When the Seahawks play badly (see, the first 54 minutes of the Packers/Seahawks playoff), I can’t bear to watch. I run around the house doing odd chores to work off my nervousness. If it’s a home game, I keep an ear cocked for the Twelves roaring and then run into the living room to watch the replay. Even when they’re comfortably ahead, I’m anxious for them. Yet when they’re playing brilliantly, I jump and shriek like a teenage cheerleader.

The Packers/Seahawk playoff two weeks ago was 54 minutes of agony and six minutes of ecstasy. The Packers were playing so well, and we couldn’t get moving. I figured we’d play badly the first half and kick ass in the third quarter. Which didn’t happen. Two minutes into the fourth quarter, I lost faith and went to the store. Safeway was practically empty and eerily quiet. On the way home, I told myself the playoff was only a game, god damn it. Stop feeling shitty! Get over it! Tomorrow’s another day, etcetera. Why the hell did I care so much?

As I parked in our driveway, some neighbor shot a gun or exploded a firework. A Packer fan, I figured. Game over. Sigh. Went inside with my groceries, and Hombre was watching the game. It was still on! You missed a great play, he said. We’re only five points behind.

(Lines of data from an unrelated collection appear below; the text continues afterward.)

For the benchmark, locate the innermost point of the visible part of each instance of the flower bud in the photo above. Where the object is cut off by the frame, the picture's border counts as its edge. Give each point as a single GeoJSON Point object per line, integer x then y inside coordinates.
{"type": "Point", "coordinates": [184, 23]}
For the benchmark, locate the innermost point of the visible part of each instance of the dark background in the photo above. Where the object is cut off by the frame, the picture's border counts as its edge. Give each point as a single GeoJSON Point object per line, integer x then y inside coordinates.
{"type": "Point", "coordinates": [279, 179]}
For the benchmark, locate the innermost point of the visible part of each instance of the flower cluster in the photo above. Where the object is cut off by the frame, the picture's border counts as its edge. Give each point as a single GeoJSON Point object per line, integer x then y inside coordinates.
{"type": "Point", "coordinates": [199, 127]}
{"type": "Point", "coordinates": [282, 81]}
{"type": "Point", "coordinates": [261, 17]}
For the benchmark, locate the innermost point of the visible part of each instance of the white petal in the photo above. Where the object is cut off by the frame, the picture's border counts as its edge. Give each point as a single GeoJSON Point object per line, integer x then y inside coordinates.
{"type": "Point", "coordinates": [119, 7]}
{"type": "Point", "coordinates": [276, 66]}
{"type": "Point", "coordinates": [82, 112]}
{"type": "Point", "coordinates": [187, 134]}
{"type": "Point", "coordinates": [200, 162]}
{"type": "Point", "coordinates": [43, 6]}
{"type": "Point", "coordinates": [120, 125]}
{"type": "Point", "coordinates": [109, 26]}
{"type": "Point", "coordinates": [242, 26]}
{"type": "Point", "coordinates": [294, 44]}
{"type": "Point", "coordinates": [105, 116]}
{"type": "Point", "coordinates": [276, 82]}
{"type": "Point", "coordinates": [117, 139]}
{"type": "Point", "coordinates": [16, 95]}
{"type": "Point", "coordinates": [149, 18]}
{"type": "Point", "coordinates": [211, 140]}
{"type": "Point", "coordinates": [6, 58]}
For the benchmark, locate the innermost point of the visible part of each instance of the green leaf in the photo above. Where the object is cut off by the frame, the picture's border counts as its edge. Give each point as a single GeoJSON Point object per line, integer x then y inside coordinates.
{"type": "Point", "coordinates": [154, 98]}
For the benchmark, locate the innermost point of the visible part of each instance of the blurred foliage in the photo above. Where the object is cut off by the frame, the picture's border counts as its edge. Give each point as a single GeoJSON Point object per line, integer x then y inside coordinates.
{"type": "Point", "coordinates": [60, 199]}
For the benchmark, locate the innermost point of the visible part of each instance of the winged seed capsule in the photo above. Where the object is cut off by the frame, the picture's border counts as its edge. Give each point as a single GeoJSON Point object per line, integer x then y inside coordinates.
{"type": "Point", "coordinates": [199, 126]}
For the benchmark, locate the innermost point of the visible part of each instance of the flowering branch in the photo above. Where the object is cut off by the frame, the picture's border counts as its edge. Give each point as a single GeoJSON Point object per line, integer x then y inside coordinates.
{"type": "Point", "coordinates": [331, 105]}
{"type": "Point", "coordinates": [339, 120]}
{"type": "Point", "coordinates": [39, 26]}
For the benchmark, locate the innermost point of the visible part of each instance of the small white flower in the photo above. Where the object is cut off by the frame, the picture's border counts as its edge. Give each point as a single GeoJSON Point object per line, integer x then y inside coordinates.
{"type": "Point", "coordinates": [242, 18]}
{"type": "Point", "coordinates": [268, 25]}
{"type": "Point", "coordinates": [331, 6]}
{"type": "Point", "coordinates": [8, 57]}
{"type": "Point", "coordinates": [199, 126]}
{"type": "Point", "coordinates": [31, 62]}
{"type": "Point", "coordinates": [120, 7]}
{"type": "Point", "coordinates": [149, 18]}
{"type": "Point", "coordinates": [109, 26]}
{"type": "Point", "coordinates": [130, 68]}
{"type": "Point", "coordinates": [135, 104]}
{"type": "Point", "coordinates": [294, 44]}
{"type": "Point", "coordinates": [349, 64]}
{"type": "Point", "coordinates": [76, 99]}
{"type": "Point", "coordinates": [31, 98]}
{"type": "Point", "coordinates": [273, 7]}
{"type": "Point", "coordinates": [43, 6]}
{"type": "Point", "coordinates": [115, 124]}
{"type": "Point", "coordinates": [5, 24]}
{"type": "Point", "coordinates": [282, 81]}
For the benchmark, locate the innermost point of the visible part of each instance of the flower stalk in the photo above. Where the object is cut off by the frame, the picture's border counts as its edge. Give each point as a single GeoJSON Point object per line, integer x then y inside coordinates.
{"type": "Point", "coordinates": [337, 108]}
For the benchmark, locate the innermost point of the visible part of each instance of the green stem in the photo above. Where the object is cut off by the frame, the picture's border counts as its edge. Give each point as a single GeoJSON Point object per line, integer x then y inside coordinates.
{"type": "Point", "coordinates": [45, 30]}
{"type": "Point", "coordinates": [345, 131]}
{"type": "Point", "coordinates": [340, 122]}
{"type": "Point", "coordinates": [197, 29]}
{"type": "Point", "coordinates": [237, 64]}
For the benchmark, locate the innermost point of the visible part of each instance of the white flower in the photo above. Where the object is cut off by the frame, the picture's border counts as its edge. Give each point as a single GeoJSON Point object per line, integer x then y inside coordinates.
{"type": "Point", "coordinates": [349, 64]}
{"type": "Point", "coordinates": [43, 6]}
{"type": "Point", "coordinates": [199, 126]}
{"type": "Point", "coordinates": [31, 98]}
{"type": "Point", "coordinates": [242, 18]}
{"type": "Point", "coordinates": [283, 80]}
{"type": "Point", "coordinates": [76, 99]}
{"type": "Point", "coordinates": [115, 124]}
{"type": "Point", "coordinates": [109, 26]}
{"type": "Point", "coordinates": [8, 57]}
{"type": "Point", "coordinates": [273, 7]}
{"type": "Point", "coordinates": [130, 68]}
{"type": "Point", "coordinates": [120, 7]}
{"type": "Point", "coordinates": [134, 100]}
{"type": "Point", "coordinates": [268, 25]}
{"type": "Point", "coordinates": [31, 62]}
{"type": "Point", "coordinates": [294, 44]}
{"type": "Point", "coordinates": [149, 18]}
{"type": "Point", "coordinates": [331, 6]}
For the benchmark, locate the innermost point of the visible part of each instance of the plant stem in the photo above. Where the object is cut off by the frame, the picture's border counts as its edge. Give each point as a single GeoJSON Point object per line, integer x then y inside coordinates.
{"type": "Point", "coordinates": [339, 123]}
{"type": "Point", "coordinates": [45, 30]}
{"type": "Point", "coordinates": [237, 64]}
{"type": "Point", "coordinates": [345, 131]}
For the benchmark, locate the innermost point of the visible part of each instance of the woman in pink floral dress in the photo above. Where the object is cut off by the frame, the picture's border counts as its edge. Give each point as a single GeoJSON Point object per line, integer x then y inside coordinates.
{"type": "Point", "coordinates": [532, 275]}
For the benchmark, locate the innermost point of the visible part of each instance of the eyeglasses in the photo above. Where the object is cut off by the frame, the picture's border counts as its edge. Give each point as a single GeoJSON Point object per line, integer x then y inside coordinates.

What happened next was a series of impossible moves that left me in a daze and took three days to absorb. I watched replays of those last few minutes to figure out what the hell happened. Our improbable win was a moving testimony to crafty endurance. Coming from Albuquerque (hello, Isotopes?) I’m proud to live in a city that has a team with so much New-Age, old-fashioned grit and badassery.

It’s Super Bowl Sunday. For days, I’ve been saturated to the gills with Seahawk talk, articles, stats, photos, gossip. I feel pretty serene about the outcome. I’ve decided that whichever team wins today, nothing can top the Seahawks’ back-from-the-dead moves in their playoff against the Packers. I may be a fair-weather fan, but I’ll always remember and be inspired by what the Seahawks did in those last six heart-stopping minutes.

Of course, I tell myself that now. We’ll see if I can hold on to that serenity once the game starts!